Since it was this article that prompted me to post this, I figured I would take up the topic of personal computers for the first post in my series on how “The Internet Has Changed Everything.”

For a long time industry was based around mainframes and dumb terminals. Then when the PC hit, the market shifted towards distributed computing. For a while some people were talking about a return to centralized computing based on thin clients. That one hasn’t come to pass, and I think it’s window of opportunity is closing rapidly, if not already closed.

At the heart of having/needing/using a computer is the necessity to run applications. Word processing, spreadsheet wrangling, presentation making, photo editing, code programming; for all of these you have needed a computer to do, but not so much anymore. Centralized computing is back, and I think the “cloud” is where we are going to see a lot of technological growth in the coming months/years.

Google Docs, Zoho Office, and others allow you to store and edit your documents, spreadsheets, presentations (read: MS Office stuff) online. FotoFlexer and Picnik allow you to edit your photos. With Bespin you can edit HTML in the cloud. Moving beyond your PC, Google Docs now supports editing from your iPhone. Heck, you can even do your taxes completely online.

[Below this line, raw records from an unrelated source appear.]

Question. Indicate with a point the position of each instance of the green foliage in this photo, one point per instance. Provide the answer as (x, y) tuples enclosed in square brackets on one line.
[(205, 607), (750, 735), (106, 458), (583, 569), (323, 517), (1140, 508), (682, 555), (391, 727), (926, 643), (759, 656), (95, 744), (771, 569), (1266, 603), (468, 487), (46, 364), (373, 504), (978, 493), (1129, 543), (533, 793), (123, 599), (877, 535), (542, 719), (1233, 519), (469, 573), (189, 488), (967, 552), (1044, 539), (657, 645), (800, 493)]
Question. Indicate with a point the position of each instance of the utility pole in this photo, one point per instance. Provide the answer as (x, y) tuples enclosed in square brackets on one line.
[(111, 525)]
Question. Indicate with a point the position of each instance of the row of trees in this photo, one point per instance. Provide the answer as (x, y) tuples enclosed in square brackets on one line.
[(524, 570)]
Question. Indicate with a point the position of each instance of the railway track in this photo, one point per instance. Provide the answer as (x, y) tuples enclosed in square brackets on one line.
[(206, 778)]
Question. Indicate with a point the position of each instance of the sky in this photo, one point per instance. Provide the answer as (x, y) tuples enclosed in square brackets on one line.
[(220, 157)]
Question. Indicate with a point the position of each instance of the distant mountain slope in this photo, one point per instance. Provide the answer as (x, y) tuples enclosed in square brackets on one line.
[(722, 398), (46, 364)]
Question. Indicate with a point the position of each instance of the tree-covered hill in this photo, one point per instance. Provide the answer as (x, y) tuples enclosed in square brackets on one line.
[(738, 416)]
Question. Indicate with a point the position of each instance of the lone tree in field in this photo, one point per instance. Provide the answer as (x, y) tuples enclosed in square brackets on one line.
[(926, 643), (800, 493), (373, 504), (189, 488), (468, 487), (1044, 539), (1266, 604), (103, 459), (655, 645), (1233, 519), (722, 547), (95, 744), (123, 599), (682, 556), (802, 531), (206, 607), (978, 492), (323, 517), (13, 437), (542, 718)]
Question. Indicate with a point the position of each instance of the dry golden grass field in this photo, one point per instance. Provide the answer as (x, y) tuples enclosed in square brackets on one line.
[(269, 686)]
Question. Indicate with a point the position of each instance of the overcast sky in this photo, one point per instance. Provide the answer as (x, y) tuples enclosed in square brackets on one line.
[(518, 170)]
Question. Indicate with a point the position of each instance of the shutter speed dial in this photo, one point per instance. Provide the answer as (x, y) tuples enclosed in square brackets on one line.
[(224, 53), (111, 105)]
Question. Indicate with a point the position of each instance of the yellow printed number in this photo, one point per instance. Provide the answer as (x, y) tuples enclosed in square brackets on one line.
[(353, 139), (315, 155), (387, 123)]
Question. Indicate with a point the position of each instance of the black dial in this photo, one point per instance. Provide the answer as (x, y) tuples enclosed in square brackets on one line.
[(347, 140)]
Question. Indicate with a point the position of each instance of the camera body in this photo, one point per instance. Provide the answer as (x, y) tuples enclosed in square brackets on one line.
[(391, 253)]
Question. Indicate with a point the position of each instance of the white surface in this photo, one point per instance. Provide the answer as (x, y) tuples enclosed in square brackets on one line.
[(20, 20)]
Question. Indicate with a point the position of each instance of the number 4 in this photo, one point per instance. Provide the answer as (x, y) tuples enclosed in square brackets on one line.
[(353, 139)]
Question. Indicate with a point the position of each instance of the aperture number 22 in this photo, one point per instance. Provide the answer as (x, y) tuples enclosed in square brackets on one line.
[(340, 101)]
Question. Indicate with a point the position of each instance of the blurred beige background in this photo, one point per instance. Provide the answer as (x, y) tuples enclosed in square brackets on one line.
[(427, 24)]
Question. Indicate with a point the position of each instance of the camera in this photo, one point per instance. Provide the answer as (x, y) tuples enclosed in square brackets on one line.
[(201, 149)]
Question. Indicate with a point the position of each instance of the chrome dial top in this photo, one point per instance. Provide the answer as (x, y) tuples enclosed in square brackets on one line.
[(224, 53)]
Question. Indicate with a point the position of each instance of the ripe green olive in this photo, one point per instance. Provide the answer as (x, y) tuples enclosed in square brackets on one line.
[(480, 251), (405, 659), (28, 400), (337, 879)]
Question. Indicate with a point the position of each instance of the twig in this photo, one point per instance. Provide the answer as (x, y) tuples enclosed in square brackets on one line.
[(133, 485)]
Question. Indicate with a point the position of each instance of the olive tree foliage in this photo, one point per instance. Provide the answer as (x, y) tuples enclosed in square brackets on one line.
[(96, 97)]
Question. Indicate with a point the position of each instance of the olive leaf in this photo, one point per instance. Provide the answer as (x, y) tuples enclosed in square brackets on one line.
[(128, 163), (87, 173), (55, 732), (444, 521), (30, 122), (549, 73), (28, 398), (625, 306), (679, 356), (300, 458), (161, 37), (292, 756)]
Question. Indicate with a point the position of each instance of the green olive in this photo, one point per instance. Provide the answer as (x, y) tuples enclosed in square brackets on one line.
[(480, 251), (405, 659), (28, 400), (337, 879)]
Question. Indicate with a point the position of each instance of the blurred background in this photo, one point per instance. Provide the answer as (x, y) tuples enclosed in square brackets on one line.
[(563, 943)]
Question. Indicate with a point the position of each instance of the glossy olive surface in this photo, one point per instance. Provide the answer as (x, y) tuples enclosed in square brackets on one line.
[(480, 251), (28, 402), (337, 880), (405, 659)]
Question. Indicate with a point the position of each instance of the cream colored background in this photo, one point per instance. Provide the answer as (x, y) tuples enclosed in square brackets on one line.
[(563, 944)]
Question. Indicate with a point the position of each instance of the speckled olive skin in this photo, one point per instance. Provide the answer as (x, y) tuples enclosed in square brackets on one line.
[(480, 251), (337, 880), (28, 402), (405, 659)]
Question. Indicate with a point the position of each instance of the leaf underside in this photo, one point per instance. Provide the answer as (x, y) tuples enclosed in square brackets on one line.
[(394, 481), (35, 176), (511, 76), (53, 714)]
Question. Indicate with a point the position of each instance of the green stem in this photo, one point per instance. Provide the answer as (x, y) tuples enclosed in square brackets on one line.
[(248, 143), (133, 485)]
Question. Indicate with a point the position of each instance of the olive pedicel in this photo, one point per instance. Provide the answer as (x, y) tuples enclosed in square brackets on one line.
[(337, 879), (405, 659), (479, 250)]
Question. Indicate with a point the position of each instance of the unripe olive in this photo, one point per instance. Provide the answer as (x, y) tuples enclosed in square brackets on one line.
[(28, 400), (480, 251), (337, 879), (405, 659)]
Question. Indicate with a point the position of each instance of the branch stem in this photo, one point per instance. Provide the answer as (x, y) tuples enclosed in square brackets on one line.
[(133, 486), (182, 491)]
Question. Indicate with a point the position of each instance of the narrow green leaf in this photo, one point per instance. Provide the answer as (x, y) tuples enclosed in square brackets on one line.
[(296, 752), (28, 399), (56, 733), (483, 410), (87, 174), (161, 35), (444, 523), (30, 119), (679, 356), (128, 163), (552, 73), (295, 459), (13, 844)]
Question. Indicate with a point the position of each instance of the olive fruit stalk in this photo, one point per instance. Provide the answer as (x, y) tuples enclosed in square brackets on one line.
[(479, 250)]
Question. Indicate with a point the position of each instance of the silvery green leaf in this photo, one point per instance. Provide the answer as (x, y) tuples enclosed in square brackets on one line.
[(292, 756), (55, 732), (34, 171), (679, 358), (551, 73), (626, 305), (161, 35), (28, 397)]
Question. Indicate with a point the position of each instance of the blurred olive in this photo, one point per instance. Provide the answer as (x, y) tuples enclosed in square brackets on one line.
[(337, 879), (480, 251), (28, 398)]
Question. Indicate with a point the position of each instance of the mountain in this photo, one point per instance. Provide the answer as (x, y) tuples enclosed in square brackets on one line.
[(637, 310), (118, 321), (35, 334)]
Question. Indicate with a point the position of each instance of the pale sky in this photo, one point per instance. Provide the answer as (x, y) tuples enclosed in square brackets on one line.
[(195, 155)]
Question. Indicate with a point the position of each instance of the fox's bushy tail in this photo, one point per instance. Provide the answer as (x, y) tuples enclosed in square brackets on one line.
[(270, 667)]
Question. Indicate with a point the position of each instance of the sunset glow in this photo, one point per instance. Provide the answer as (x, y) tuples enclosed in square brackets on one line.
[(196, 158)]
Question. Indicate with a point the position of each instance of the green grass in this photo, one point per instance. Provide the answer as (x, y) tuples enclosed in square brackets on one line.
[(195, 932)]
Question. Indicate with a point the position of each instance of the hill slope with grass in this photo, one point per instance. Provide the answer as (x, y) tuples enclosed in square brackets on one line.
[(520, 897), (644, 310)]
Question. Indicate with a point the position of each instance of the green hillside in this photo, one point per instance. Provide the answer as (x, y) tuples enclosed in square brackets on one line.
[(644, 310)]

When you have the City of San Jose talking about taking their $3 Million annual licensing away from Microsoft, and paying a very small fraction of that for Google’s enterprise edition of Google Apps, this isn’t just a fun little play thing anymore. And because it’s web based, maybe they don’t need to upgrade their computer systems as rapidly, further saving them some desperately needed cash.

And maybe the next time they do upgrade their desktops, they purchase some resource light computers, running Ubuntu Linux, because the only application their staff needs is a web browser.

For all of the promise that centralized, cloud-based computing has, however, there are still some major applications that aren’t cloud-ready. Things like multimedia (music and video) library storage, editing said multimedia files, and gaming.

With energy costs rising, the GHz wars between Intel and AMD are turning into GHz + wattage wars. As more applications, and users, move into the cloud, the higher the value is placed on the wattage component.

Of course, I’m probably talking to a bunch of geeks like me, so this isn’t really going to be news to any of you.